DAT is thought to exist in the plasma membrane primarily either as a monomer or as a dimer. The monomers and dimers appear stable over time with little exchange (6). To transport dopamine (DA), the transporter switches back and forth between an outward-facing conformation (OF), capable of binding DA from the extracellular side, and an inward-facing conformation (IF) that allows release of DA to the intracellular environment. The AIM-100-like compounds (ALs) identified by Sorkina et al. (7, 10) show a remarkable ability to promote formation of DAT trimers by binding at a suggested trimeric interface between the transporter protomers. The binding is favored by the inward-facing conformation of DAT and strongly promotes DAT oligomerization, clustering, and endocytosis. In this way, the ALs affect DAT function in a way different from any other known ligand targeting DAT. DAT, dopamine transporter.
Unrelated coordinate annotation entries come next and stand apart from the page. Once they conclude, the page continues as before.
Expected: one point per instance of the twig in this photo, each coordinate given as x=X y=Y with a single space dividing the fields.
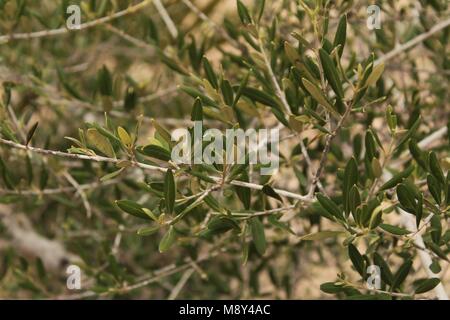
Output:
x=83 y=26
x=80 y=192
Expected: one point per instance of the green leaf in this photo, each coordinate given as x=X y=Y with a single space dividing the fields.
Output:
x=425 y=285
x=354 y=200
x=397 y=178
x=410 y=132
x=168 y=240
x=321 y=235
x=222 y=224
x=243 y=13
x=386 y=274
x=341 y=35
x=104 y=82
x=210 y=75
x=258 y=235
x=418 y=154
x=243 y=193
x=435 y=168
x=435 y=188
x=148 y=231
x=394 y=229
x=330 y=206
x=270 y=192
x=124 y=137
x=169 y=191
x=260 y=96
x=197 y=110
x=350 y=179
x=401 y=274
x=100 y=142
x=132 y=208
x=112 y=175
x=331 y=288
x=375 y=75
x=406 y=198
x=357 y=259
x=331 y=74
x=317 y=94
x=31 y=132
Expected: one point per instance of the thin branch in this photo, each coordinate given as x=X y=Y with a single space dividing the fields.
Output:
x=180 y=285
x=80 y=192
x=273 y=78
x=415 y=41
x=166 y=18
x=144 y=166
x=83 y=26
x=58 y=190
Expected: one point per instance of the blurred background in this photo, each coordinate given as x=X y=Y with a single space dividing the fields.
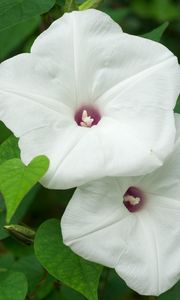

These intriguing ideas also reveal some unanswered questions. Is it possible, for example, that the effect of the ALs is unrelated to the “real” importance of DAT oligomerization? It may be difficult to exclude that the compounds somehow promote formation of unnatural, SDS-resistant higher order structures (trimers) that never would exist under normal circumstances. As mentioned above, the application of single-molecule approaches to DAT did not reveal any trimers but only dimers and monomers in the plasma membrane of DAT expressing cells (6). However, as noted by Sorkina et al., the immobile trimers may not have been detected by the single-molecule approach, suggesting further research is needed. The proposed binding site at the trimeric interface might also be considered speculative in the absence of direct structural insights, and it cannot be excluded that the ALs have yet unknown effects as they were only tested for activity against ACK1. Nevertheless, it seems clear that the study by Sorkina et al. identifies a number of ligands that via an allosteric mechanism appear to promote trimer formation and thereby affect DAT function in a way different from any other known ligand targeting DAT or any others NSS protein (7). This could open for entirely new ways of pharmacologically manipulating DAT and perhaps design new therapeutics that allosterically modulate DAT activity. Thus, it might be true that sometimes and—at least for the action of ALs—it takes more than two to tango.

Conflict of interest

The authors declare no conflicts of interest with the contents of this article.